Investors poured hundreds of millions in US-listed exchange-traded funds (ETFs) that track Chinese stocks last week, betting on the country’s swift economic recovery despite being at the epicenter of the coronavirus pandemic.
Chinese stock ETFs grew by $273.9m during the week ended on 24 July, while the country’s bond ETFs drew $2.4m, for a total of $276.3m in inflows for the week, resulting in nearly $93bn in the total assets managed by Chinese ETFs as a whole.
This is the third week in a row that emerging-market funds, including China’s ETFs, received net inflows, totaling $485m, according to data compiled by Bloomberg.
ETFs in demand
The KraneShares CSI China Internet Fund (KWEB) led the charge receiving $135.7m last week, to total $2.6bn in assets under management to date, as investors bet on a surge in China’s tech stocks similar to what has been seen in the tech-heavy Nasdaq 100 index of the US.

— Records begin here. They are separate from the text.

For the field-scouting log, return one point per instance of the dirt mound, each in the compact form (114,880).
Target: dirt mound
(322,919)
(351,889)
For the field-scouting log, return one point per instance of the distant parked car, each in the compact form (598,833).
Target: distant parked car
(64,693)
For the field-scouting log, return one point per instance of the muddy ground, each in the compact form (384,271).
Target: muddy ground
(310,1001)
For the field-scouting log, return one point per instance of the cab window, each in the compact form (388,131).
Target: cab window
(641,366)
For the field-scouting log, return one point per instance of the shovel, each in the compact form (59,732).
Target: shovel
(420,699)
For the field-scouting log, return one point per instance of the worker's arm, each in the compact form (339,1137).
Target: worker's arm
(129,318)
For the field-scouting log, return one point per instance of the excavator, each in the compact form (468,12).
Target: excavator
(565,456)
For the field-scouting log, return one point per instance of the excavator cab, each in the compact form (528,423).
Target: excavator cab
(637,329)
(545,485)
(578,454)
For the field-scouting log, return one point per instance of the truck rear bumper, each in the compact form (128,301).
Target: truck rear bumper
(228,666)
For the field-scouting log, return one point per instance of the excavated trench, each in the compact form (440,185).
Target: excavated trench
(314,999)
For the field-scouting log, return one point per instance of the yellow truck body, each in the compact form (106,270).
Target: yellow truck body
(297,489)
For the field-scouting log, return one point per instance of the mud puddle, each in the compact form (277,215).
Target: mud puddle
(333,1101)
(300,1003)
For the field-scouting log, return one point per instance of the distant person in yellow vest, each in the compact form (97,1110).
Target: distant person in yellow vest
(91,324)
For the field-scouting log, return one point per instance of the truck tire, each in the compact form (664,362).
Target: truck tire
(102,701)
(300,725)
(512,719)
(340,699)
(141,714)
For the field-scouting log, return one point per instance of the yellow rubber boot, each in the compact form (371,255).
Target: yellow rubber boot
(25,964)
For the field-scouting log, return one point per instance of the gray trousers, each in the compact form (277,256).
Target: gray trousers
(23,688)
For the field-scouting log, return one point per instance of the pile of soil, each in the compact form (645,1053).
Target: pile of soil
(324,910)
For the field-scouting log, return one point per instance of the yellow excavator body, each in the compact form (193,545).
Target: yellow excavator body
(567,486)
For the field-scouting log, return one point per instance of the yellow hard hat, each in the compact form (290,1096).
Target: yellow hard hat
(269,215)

China’s Shanghai Composite Index has risen 7% since the year started after the country managed to beat back the spread of virus, moving from being the epicentre of the pandemic to becoming the first nation to emerge from it, at least for now.
Meanwhile, the ChiNext tech-heavy index, a Nasdaq-like index that tracks the most promising tech and health care stocks in the country, has delivered an eye-popping 55% year-to-date gain, as investors flock to these stocks in hope that they will emerge as the big winners of the pandemic lockdowns.
Investors have also been pouring money into fixed-income ETFs, with bond funds receiving around $151mn last week, as fears of a second wave of the virus in certain latitudes, including the United States, and fears of another pullback in equities are prompting investors to seek safe haven on fixed-income securities.
However, higher ETF inflows received by emerging-market funds seem to indicate that investors may just be shifting the geographical location of the risky assets they incorporate into their portfolios, rather than fleeing from riskier assets as a whole.